Nos congregamos en el zócalo. La Gorda afirmó al instante que como ella había perdido la forma humana aún era la cabeza del grupo. Dijo que tomaba esa posición a causa de las conclusiones a las que había llegado en casa de Silvio Manuel. La Gorda parecía esperar algún comentario. El silencio de los demás me era intolerable. Finalmente tuve que decir algo.
– ¿A qué conclusiones llegaste en la casa, Gorda? -le pregunté.
– Creo que todos sabemos cuáles son -me replicó con un tono arrogante.
– No sabemos nada de eso -dije-. Todavía nadie ha dicho nada.
– No tenemos que hablar, sabemos -dijo la Gorda.
Insistí que yo no podía tomar por cierto un evento de tal importancia. Necesitábamos hablar de nuestros sentimientos. En lo que a mí tocaba, sólo podía dar cuenta de haber encontrado una sensación devastadora de tristeza y desesperación.
– El nagual Juan Matus tenía razón -dijo la Gorda-. Te níamos que sentarnos en ese sitio de poder para ser libres. Yo ya soy libre. No sé cómo pasó esto, pero algo se salió de mí cuando estaba sentada allí.
Las tres mujeres estuvieron de acuerdo. Los hombres, no. Néstor dijo que había estado a punto de recordar rostros reales, pero que por más que trató de aclarar su visión algo lo impedía. Todo lo que había experimentado era una sensación de anhelo y de tristeza de hallarse aún en este mundo. Pablito y Benigno dijeron más o menos lo mismo.

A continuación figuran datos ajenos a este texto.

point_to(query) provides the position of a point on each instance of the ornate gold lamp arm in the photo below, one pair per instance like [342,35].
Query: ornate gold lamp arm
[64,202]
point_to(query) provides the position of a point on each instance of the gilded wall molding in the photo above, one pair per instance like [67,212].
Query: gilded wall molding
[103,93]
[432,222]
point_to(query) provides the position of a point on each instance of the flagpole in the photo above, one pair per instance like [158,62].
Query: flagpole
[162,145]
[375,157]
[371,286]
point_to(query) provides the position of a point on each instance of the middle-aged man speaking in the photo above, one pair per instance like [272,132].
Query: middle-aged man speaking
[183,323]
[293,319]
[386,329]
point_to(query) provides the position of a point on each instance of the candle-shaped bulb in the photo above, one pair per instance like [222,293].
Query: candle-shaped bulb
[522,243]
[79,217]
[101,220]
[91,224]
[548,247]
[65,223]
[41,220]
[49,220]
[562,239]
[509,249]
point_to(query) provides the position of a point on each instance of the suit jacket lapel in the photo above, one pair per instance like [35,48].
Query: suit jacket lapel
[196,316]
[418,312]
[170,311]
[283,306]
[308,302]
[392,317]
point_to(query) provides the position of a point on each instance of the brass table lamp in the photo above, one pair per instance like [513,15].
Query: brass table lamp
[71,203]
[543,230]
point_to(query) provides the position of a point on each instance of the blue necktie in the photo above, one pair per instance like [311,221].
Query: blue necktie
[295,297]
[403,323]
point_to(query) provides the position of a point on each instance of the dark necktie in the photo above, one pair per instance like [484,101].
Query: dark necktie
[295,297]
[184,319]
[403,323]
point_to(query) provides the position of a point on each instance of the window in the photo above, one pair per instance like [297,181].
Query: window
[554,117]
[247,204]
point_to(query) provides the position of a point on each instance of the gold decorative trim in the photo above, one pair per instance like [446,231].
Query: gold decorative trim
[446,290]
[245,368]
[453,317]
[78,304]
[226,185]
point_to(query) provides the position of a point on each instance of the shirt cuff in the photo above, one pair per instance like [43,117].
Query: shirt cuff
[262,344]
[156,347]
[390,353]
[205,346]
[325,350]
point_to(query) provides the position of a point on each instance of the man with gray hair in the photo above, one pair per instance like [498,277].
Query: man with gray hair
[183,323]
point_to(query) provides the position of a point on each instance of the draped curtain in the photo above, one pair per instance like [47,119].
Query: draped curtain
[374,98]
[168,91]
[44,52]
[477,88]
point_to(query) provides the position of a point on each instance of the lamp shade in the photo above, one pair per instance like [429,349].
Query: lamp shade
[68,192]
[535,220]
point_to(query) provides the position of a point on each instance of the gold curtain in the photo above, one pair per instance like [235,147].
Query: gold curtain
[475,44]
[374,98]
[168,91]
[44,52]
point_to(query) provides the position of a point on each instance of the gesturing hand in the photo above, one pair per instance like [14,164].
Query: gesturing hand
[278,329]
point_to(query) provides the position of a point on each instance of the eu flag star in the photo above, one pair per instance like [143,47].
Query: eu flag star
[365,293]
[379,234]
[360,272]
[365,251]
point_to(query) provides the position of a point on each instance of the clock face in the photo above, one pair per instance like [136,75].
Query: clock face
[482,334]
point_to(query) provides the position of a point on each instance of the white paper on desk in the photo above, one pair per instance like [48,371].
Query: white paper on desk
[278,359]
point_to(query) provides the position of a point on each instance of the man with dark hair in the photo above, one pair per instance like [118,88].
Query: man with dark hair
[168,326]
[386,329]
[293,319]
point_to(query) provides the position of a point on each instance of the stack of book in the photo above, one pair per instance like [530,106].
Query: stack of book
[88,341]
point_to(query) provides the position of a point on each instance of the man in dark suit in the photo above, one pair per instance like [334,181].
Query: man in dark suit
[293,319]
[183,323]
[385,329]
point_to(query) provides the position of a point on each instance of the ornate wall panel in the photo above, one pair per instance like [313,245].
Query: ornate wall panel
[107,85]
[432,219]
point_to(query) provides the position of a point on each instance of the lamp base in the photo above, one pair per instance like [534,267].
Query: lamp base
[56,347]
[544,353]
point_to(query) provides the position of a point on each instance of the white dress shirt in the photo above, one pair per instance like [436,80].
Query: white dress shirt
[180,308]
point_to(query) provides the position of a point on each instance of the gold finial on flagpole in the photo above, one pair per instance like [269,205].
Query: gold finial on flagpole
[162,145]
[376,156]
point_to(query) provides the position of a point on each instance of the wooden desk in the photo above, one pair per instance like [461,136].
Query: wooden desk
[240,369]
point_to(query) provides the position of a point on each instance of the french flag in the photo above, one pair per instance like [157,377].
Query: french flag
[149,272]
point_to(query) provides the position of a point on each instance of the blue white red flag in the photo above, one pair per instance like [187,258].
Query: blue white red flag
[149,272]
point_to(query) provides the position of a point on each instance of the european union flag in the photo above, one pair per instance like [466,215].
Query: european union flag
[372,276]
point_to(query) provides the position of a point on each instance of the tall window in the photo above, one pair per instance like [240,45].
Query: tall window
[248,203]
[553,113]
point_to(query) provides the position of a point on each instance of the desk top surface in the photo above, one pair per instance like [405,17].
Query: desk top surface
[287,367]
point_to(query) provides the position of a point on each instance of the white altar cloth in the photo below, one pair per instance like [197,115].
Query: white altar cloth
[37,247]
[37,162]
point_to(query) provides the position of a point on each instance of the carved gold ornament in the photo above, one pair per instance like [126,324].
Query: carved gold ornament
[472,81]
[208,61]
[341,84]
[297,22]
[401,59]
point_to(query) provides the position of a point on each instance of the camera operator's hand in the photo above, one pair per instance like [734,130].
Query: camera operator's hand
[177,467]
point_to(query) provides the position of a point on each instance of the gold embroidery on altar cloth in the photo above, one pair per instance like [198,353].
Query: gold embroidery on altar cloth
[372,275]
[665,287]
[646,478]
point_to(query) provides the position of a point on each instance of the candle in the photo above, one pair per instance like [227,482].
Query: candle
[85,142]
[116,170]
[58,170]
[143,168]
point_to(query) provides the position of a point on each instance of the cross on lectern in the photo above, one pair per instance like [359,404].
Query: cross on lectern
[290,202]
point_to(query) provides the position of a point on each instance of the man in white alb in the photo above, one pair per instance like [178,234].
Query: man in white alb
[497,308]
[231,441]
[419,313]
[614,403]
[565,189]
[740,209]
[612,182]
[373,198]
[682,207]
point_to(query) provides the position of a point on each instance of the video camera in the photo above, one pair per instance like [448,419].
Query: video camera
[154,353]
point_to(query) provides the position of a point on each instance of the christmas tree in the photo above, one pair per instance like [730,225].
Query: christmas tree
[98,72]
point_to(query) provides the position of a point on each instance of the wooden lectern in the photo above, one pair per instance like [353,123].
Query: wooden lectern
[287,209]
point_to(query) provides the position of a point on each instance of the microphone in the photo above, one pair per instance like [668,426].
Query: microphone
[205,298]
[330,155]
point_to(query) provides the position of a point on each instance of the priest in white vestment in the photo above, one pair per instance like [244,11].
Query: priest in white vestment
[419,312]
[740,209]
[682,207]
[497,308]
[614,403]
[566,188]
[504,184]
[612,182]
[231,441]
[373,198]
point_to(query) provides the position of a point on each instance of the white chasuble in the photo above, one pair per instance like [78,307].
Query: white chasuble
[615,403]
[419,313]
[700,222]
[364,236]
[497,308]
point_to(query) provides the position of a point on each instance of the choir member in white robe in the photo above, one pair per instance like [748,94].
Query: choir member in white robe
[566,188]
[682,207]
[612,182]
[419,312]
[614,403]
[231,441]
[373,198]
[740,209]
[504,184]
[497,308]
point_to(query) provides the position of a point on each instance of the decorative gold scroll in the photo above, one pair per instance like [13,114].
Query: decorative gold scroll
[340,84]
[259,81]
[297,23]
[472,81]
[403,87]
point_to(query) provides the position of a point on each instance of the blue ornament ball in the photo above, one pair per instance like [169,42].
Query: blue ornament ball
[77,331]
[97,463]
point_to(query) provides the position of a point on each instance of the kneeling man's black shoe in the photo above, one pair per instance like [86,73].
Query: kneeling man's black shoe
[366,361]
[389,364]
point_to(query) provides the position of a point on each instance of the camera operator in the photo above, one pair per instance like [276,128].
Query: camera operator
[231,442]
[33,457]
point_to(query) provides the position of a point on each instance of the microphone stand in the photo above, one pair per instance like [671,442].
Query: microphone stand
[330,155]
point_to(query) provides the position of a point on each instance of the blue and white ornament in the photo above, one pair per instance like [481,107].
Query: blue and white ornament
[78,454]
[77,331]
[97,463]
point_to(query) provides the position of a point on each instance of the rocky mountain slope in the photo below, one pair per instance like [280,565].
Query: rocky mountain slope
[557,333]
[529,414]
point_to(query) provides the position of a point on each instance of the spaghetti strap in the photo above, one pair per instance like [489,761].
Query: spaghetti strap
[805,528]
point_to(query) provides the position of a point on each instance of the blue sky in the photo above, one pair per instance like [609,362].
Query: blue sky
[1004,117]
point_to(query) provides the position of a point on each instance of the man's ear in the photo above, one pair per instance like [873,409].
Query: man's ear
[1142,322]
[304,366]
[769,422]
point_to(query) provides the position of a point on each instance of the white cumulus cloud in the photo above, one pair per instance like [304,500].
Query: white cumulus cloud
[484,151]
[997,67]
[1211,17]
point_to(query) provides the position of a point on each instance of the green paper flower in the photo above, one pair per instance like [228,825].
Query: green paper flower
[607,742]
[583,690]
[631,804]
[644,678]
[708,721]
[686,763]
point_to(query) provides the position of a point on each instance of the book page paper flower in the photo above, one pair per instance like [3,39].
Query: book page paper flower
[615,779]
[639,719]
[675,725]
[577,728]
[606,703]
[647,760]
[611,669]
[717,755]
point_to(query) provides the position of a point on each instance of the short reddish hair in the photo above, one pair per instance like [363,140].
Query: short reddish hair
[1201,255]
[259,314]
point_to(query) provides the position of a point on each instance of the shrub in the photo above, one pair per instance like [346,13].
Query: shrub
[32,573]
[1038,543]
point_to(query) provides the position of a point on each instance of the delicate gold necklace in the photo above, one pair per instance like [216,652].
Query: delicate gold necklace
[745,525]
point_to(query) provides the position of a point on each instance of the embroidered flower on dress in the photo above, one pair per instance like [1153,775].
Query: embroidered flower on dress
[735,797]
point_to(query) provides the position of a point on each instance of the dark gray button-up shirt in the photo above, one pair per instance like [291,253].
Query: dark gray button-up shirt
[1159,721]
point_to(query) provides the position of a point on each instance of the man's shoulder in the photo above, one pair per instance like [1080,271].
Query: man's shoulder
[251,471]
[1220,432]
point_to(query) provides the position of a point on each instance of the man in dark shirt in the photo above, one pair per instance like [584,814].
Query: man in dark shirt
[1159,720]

– ¿Te das cuenta, Gorda? -dije.
La Gorda parecía molesta; enrojeció y contrajo los músculos del rostro en un gesto de enojo como jamás lo había visto en ella. ¿O acaso ya la había visto así, en alguna otra parte? Arengó al grupo. Yo no podía prestar atención a lo que decía. Me hallaba inmerso en un recuerdo que no tenía forma, pero que se hallaba casi a mi alcance. Para sostenerlo parecía que yo necesitaba el impulso continuo de la Gorda. Mi atención estaba fija en el sonido de su voz, en su ira. En un momento determinado, cuando ella atenuaba su enojo le grité que era mandona. Eso en verdad la molestó. La observé unos momentos. Estaba recordando a otra Gorda, otro tiempo; una Gorda obesa, iracunda, que con sus puños golpeaba mi pecho. Recordé que yo reía al verla enojada, y que trataba de aplacarla como si fuera una niña. El recuerdo concluyó al momento en que la Gorda trató de hablar. Al parecer, ella se había dado cuenta de lo que yo hacía.